I vaguely remember reading some years ago that the claim that there is no "added lead" doesn't mean that there isn't any already existing lead in the clay. But I may be confusing that with slow cookers in general.

Also, check out the Amazon reviews. It sounds like the clay may be fragile and one reviewer reported that her clay got moldy.

Yikes!!

~Cath


----------



## dtomlinson (Nov 26, 2012)

Cath, I believe you are right. One Amazon user put the following quote in her product review for the Dr. Weil 9801 7-qt Slow Cooker, in which the company itself purports that there IS naturally occurring lead in clay. I've underlined this section below. The Dr.
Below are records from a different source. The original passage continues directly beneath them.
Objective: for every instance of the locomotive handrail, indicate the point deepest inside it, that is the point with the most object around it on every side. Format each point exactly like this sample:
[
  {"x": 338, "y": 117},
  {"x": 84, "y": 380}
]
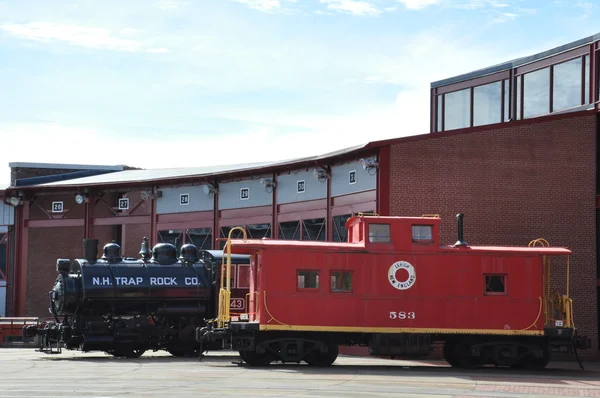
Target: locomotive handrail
[{"x": 225, "y": 293}]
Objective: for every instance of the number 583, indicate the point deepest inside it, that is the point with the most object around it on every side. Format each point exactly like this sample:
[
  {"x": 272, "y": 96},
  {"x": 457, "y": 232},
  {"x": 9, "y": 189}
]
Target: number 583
[{"x": 402, "y": 315}]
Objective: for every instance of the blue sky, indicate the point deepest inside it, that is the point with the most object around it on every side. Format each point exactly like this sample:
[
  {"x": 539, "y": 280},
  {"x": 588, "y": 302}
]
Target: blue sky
[{"x": 176, "y": 83}]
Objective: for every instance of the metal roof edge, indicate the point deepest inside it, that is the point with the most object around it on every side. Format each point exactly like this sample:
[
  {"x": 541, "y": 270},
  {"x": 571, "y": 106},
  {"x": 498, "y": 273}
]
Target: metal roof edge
[
  {"x": 66, "y": 166},
  {"x": 516, "y": 62}
]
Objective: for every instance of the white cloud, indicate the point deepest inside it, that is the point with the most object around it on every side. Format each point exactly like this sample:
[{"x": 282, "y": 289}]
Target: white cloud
[
  {"x": 354, "y": 7},
  {"x": 418, "y": 4},
  {"x": 261, "y": 5},
  {"x": 78, "y": 35}
]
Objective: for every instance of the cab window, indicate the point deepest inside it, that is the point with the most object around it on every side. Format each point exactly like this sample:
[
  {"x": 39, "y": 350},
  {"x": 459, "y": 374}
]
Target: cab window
[
  {"x": 422, "y": 233},
  {"x": 379, "y": 233}
]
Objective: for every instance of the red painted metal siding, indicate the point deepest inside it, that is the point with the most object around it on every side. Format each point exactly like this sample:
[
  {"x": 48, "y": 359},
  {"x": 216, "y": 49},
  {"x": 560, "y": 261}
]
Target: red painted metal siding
[
  {"x": 448, "y": 291},
  {"x": 514, "y": 184}
]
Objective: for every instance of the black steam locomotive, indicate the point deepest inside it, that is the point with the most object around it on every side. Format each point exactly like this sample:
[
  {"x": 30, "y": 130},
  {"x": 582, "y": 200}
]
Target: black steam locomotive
[{"x": 125, "y": 306}]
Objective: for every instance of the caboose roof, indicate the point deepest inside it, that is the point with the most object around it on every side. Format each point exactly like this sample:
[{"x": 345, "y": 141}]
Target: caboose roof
[{"x": 240, "y": 246}]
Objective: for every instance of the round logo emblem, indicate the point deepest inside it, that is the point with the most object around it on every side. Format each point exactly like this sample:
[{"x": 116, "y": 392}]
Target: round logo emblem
[{"x": 404, "y": 284}]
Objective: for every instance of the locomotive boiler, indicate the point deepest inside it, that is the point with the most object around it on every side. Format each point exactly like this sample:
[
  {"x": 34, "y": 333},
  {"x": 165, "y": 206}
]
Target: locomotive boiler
[{"x": 126, "y": 306}]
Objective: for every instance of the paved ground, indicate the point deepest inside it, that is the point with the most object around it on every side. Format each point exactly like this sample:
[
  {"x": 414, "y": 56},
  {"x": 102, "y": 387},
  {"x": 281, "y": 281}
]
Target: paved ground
[{"x": 27, "y": 373}]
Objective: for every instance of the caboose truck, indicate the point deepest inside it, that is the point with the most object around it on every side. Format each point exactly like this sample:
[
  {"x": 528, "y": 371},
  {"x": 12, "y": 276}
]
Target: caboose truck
[{"x": 394, "y": 289}]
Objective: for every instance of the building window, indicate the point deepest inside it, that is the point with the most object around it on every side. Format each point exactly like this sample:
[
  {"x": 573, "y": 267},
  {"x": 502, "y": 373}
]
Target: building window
[
  {"x": 258, "y": 231},
  {"x": 200, "y": 237},
  {"x": 566, "y": 91},
  {"x": 340, "y": 233},
  {"x": 439, "y": 112},
  {"x": 506, "y": 99},
  {"x": 487, "y": 104},
  {"x": 536, "y": 93},
  {"x": 308, "y": 279},
  {"x": 379, "y": 233},
  {"x": 173, "y": 236},
  {"x": 314, "y": 229},
  {"x": 289, "y": 230},
  {"x": 422, "y": 233},
  {"x": 341, "y": 281},
  {"x": 457, "y": 112},
  {"x": 495, "y": 285}
]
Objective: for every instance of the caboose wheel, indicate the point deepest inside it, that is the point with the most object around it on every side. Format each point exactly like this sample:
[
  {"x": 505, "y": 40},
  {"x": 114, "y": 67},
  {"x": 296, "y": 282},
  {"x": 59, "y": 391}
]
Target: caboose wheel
[
  {"x": 322, "y": 360},
  {"x": 450, "y": 354}
]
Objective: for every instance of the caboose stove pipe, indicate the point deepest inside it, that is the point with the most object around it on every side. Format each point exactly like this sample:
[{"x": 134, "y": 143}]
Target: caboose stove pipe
[{"x": 460, "y": 241}]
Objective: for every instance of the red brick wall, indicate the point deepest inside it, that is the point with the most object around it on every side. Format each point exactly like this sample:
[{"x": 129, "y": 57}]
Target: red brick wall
[{"x": 513, "y": 184}]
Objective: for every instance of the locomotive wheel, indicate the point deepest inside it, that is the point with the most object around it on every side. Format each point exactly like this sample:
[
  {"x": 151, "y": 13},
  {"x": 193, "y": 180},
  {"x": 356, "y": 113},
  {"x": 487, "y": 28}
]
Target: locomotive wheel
[
  {"x": 254, "y": 359},
  {"x": 531, "y": 363},
  {"x": 127, "y": 352},
  {"x": 323, "y": 360}
]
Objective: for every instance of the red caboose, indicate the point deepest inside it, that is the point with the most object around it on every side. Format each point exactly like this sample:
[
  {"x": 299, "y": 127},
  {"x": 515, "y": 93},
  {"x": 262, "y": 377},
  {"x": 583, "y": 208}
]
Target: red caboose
[{"x": 394, "y": 288}]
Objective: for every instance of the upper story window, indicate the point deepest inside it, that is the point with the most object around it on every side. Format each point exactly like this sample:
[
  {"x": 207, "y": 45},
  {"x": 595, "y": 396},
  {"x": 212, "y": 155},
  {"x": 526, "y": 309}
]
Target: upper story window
[
  {"x": 379, "y": 233},
  {"x": 557, "y": 83},
  {"x": 422, "y": 233}
]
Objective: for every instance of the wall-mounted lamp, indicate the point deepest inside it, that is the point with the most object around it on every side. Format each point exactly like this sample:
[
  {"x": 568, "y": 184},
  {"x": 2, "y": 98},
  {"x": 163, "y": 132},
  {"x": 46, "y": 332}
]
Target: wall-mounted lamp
[
  {"x": 268, "y": 184},
  {"x": 210, "y": 190},
  {"x": 15, "y": 201},
  {"x": 368, "y": 165},
  {"x": 145, "y": 195},
  {"x": 79, "y": 198},
  {"x": 320, "y": 174}
]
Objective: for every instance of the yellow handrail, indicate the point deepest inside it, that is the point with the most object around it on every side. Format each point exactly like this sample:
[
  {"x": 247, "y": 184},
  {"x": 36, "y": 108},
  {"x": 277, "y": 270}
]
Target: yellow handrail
[{"x": 225, "y": 293}]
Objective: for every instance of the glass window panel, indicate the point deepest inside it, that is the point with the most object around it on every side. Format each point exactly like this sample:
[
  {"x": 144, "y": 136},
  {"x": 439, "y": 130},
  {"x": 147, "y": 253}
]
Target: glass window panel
[
  {"x": 586, "y": 81},
  {"x": 518, "y": 87},
  {"x": 341, "y": 281},
  {"x": 506, "y": 100},
  {"x": 2, "y": 257},
  {"x": 258, "y": 231},
  {"x": 340, "y": 233},
  {"x": 457, "y": 112},
  {"x": 314, "y": 229},
  {"x": 308, "y": 279},
  {"x": 289, "y": 230},
  {"x": 379, "y": 233},
  {"x": 237, "y": 234},
  {"x": 201, "y": 237},
  {"x": 536, "y": 93},
  {"x": 487, "y": 104},
  {"x": 439, "y": 113},
  {"x": 495, "y": 284},
  {"x": 422, "y": 232},
  {"x": 173, "y": 236},
  {"x": 567, "y": 85}
]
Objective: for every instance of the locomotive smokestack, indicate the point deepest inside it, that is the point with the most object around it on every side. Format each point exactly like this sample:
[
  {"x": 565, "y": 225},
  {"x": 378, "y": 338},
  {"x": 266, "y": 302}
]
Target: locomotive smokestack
[
  {"x": 145, "y": 250},
  {"x": 90, "y": 250},
  {"x": 460, "y": 241}
]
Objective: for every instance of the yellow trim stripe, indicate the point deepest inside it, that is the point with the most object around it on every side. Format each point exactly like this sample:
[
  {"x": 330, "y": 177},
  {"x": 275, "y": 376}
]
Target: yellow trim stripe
[{"x": 349, "y": 329}]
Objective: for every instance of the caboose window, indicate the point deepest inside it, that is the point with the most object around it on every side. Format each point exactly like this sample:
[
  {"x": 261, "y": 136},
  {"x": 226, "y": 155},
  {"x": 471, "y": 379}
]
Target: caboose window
[
  {"x": 341, "y": 281},
  {"x": 308, "y": 279},
  {"x": 495, "y": 285},
  {"x": 422, "y": 233},
  {"x": 379, "y": 233}
]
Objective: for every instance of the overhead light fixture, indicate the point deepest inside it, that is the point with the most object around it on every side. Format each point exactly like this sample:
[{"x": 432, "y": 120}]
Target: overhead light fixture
[
  {"x": 267, "y": 184},
  {"x": 368, "y": 164},
  {"x": 15, "y": 201},
  {"x": 79, "y": 198},
  {"x": 209, "y": 190},
  {"x": 320, "y": 174}
]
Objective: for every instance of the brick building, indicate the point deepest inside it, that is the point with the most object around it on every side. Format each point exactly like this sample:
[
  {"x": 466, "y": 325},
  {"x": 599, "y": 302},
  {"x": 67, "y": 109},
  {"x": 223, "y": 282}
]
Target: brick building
[{"x": 513, "y": 147}]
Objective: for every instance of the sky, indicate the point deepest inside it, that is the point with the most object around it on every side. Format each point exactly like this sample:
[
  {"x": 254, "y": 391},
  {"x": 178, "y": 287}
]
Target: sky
[{"x": 174, "y": 83}]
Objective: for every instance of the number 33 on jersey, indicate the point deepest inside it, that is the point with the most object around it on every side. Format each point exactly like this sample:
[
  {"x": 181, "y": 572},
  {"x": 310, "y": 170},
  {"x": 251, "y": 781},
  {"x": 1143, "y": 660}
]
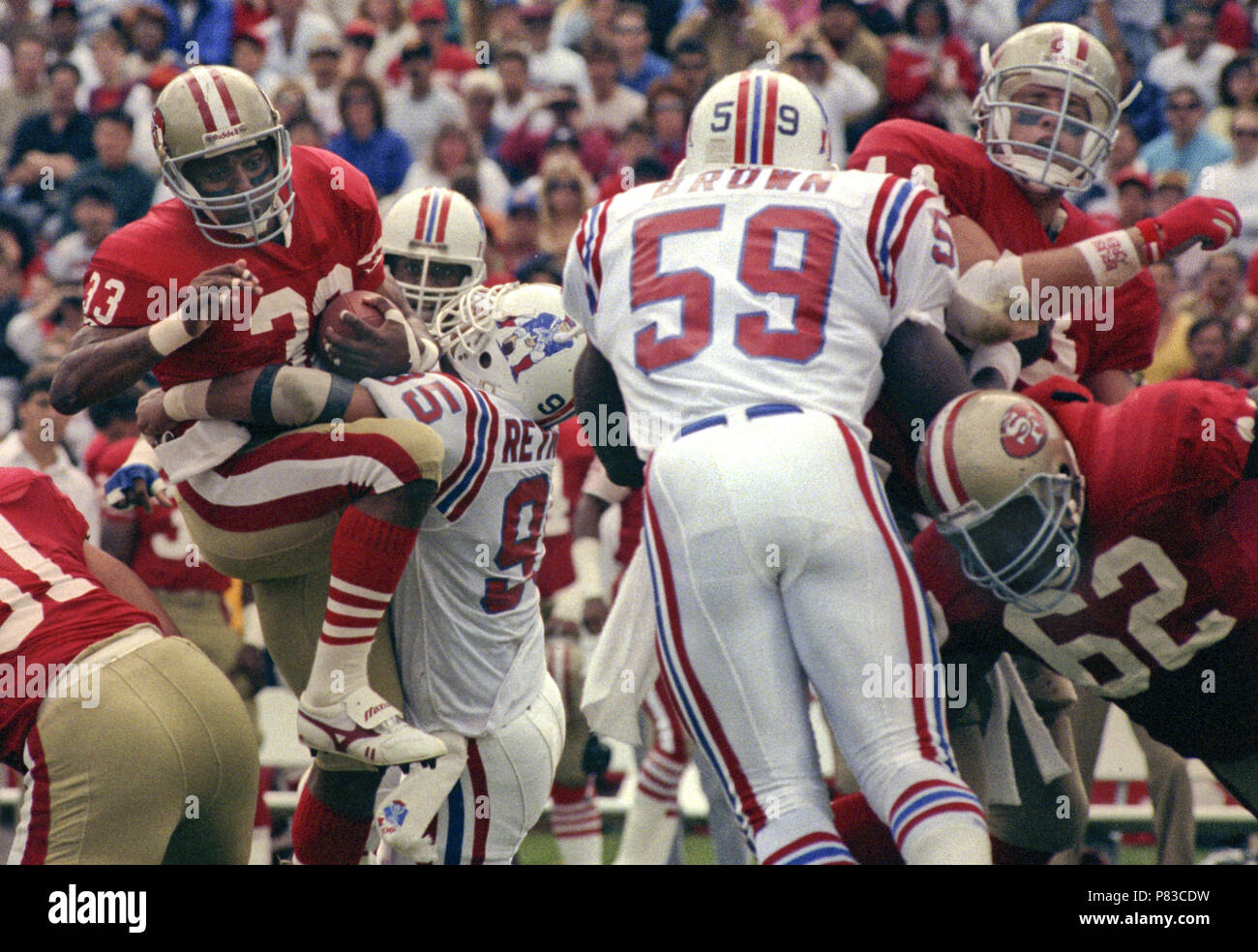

Weil moderator also said however that there is no lead used in the company's glaze.

This was from a site moderator with whom the reviewer spoke: "The Dr. Weil Slow Cooker utilizes a ceramic crock with a hardened glaze. All ceramics contain a minute amount of naturally occurring lead. The glaze coating prevents any of the materials, including the very minute amount of lead from entering the food. There is no lead used in the body or any of the parts of the slow cooker or in the glaze. This product is completely food safe and FDA approved. If for any reason the crock chips or breaks, it is still safe by FDA standards, but you may feel more comfortable throwing it away and we will replace the crock."

Her full Amazon product review can be found here: http://www.amazon.com/review/R25TQBSKF5GNGZ

I'm interested in buying one of these and doing some testing on it. It's literally the only one I've found that can even begin to be recommended.


----------